Recall that, at least for oriented manifolds, the top Stiefel-Whitney class is the mod 2 reduction of the Euler class, which is just the Euler characteristic times the fundamental class. So, the top Stiefel-Whitney class is nonvanishing iff the Euler characteristic is odd.

Suppose $M$ is a compact orientable smooth manifold with non-vanishing top Stiefel-Whitney class. Must there be another nontrivial Stiefel-Whitney class?

Here are some data points:

  1. A non-orientable manifold has nonvanishing $w_1$, so the answer is YES for non-orientable manifolds.

  2. As proven in Milnor-Stasheff, the first nonvanishing Stiefel-Whitney class always occurs in dimension given by a power of $2$. So, the answer is YES if the dimension of the manifold is not a power of $2$.

  3. In dimension $1$, the answer is YES: all manifolds are orientable so the top class vanishes. In dimension 2, the answer is YES. For, if $w_2\neq 0$, then $M$ must have odd Euler characteristic, which implies it is non-orientable.

  4. In dimension 4, the answer is YES: If the Euler characteristic is odd, then, via Poincare duality, this implies the second Betti number is odd.
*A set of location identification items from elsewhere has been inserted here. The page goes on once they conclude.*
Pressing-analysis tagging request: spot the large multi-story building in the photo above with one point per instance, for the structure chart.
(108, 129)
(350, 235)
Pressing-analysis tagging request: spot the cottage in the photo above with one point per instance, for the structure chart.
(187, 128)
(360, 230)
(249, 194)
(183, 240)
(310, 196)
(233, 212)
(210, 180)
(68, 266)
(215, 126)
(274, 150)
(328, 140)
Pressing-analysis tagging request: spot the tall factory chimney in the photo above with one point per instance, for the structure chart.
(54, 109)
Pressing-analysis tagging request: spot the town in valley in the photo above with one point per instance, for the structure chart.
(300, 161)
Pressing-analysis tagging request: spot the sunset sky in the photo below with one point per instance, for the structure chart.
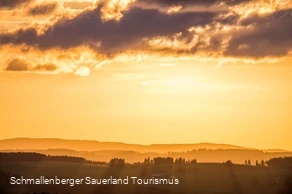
(148, 71)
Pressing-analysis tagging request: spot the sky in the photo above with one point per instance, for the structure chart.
(148, 71)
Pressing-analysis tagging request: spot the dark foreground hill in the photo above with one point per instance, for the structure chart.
(206, 178)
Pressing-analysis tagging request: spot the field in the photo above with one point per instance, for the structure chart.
(201, 178)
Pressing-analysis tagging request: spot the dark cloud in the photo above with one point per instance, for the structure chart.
(186, 3)
(43, 9)
(10, 4)
(45, 67)
(18, 65)
(77, 5)
(88, 28)
(271, 35)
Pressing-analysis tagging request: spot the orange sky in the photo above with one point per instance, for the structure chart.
(151, 89)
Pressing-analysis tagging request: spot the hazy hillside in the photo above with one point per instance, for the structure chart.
(86, 145)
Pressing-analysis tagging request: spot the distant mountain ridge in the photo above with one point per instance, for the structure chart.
(90, 145)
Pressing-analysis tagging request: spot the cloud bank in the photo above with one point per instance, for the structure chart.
(251, 29)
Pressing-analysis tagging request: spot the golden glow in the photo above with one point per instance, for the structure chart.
(174, 9)
(168, 89)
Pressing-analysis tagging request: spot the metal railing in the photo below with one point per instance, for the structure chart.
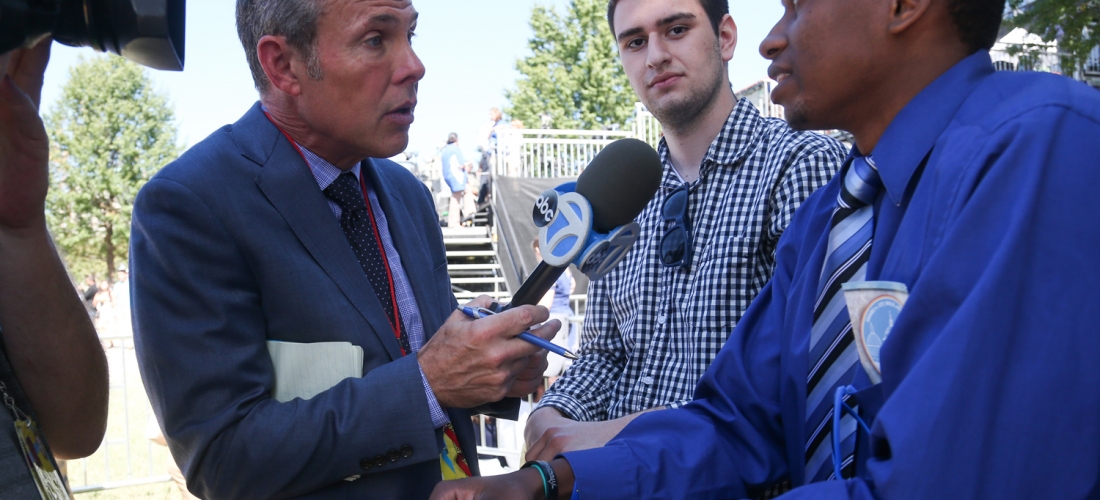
(127, 456)
(1025, 58)
(549, 153)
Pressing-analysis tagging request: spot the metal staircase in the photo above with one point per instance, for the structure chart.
(471, 260)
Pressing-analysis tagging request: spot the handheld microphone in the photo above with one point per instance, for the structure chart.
(590, 222)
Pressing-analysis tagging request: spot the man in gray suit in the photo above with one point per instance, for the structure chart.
(283, 226)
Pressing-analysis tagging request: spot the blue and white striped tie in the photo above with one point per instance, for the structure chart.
(833, 356)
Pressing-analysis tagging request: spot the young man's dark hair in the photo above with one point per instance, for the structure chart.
(715, 10)
(977, 21)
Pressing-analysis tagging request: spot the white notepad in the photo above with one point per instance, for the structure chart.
(304, 370)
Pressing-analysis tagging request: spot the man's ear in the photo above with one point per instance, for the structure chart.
(727, 37)
(905, 13)
(275, 57)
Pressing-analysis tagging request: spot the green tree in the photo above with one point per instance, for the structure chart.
(573, 74)
(1073, 23)
(109, 133)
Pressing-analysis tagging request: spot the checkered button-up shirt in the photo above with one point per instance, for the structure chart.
(650, 332)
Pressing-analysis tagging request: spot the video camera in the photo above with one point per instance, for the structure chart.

Nonsingularity of the cup product forces there to be an element in $H^2$ which cups with itself to be a generator of $H^4$. In particular, the associated quadractic form $H^2\rightarrow H^4$ is not even, so $w_2$ is nonvanishing.

  5. if $M$ is a projective spaces, the answer is YES. For, $\mathbb{R}P^n$, orientability implies $w_n = 0$. For $\mathbb{C}P^n$, $w_{2n}\neq 0$ iff $w_2\neq 0$, and for $\mathbb{H}P^n$, $w_{4n}\neq 0$ iff $w_4\neq 0$. For $\mathbb{O}P^2$, $w_8\neq 0$.

So, if there are any counterexamples, they are at least $8$ dimensional.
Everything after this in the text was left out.